Quindi l'invito a evitare di «alimentare intolleranze e discriminazioni»
LOCARNO - Vietare il burkini? «Un divieto inutile che potrebbe alimentare intolleranza e discriminazione». Questa, in sintesi, la risposta del Municipio di Locarno alla mozione del 2017 presentata dal già Consigliere comunale Aron D’Errico e in seguito ripresa dal signor Omar Caldara e cofirmatari che chiedeva di "vietare il burkini su tutto il territorio pubblico balneare (ossia rive, foci e spiagge di fiumi e laghi) e in tutti gli stabilimenti balneari aperti al pubblico".
Secondo i mozionanti, il burkini sarebbe esclusivamente un «indumento ideologico, fondamentalista, retrogrado e barbaro... incompatibile con i valori fondamentali della Svizzera».
Un avviso, questo, non condiviso dall'Esecutivo cittadino che, in replica, esordisce cercando di rendere edotti i mozionanti riguardo l'origine dell'indumento stesso: «Il burkini - si legge -viene comunemente definito come un “costume da bagno per donne di religione islamica, che copre tutto il corpo, lasciando liberi viso, mani e piedi.
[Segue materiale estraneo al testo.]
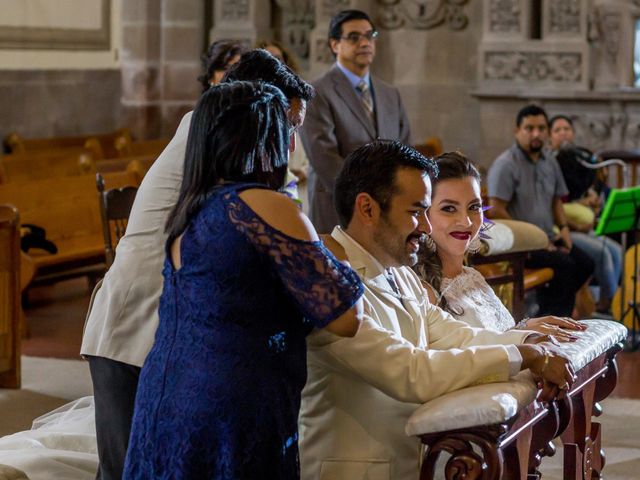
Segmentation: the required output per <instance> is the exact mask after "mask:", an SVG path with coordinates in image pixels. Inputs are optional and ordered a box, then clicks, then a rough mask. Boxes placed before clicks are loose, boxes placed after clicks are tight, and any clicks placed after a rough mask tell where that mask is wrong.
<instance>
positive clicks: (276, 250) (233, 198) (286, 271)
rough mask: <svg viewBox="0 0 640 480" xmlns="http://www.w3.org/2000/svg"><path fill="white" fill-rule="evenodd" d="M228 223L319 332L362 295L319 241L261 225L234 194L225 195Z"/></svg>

Si rileva inoltre che le sue origini sono legate a un’idea di pudore, attualmente più diffusa in culture non occidentali e che viene solitamente associata a una pratica legata all’Islam. Dal lato pratico, è innegabile che per la donna che lo indossa significa spesso sentirsi comunque più libera di andare in spiaggia, cosa che altrimenti non farebbe o non potrebbe fare».
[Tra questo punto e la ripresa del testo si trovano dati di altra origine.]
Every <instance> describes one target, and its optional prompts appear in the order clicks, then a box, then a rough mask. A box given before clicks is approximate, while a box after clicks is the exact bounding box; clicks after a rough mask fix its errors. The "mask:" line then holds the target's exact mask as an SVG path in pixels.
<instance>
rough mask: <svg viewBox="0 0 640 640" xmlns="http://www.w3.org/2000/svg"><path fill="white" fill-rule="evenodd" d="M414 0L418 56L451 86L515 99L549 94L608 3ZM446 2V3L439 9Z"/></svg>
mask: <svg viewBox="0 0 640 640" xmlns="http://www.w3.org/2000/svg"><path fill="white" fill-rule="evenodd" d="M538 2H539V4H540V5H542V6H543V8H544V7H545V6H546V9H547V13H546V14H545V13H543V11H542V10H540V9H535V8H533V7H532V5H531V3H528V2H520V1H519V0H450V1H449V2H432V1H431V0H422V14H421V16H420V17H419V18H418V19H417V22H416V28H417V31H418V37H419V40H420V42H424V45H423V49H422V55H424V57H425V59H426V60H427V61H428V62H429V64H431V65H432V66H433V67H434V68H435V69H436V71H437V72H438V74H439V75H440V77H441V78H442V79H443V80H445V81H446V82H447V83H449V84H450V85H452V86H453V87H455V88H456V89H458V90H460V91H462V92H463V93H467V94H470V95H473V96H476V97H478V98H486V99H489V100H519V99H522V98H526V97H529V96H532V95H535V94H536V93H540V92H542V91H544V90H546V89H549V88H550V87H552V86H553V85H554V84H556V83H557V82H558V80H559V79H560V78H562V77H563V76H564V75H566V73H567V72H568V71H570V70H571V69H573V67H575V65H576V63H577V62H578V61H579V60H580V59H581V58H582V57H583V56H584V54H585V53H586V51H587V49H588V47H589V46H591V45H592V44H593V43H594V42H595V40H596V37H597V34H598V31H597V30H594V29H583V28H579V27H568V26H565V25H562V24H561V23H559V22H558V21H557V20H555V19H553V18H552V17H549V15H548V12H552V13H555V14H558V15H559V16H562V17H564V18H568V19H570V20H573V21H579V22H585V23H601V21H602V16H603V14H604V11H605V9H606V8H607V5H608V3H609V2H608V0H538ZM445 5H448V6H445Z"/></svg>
Il Municipio ricorda quindi che, a livello cantonale, si è legiferato per quanto riguarda la dissimulazione del volto negli spazi pubblici, «ciò che è altra cosa che l’indossare un indumento come nel presente caso». «Non rappresentando con tutta evidenza un problema di ordine pubblico, un divieto dell’indumento burkini non rientra e non rientrerebbe anche in futuro nelle competenze del Comune di Locarno. Dubitiamo d’altra parte - si sottolinea - che una simile regolamentazione, da adottare a livello cantonale, potrebbe essere conforme alle nostre costituzioni federale e cantonale, nella misura in cui un tale divieto non prevarrebbe, tra l’altro, sul diritto costituzionale alla libertà che dev’essere garantita ad ogni cittadino. In particolare dubitiamo che possa prevalere un interesse pubblico, né stentiamo a ravvisarne no, rispetto alla libertà che deve essere garantita ad ogni persona di poter scegliere l’abbigliamento che più le aggrada».
«Un divieto come quello richiesto dai mozionanti - conclude il Municipio - potrebbe anche non portare ad alcun miglioramento per quanto riguarda l’ordine e la sicurezza ma piuttosto alimentare delle intolleranze e discriminazioni legate soltanto a chi non si conforma a vestirsi come la maggioranza della nostra popolazione. Se la preoccupazione dei mozionanti è effettivamente quella di combattere la sottomissione della donna, a volte costretta anche a vestirsi in un certo modo, la problematica non può essere risolta alla radice con un divieto di indossare uno specifico tipo di indumento. Non dimentichiamoci che ci sono donne, non sottomesse a nessuno, che preferiscono indossare degli indumenti meno succinti di quelli che la nostra società occidentale veicola come più adatti per andare in spiaggia».
Considerate queste premesse, il Municipio consiglia «vivamente di non accogliere la mozione».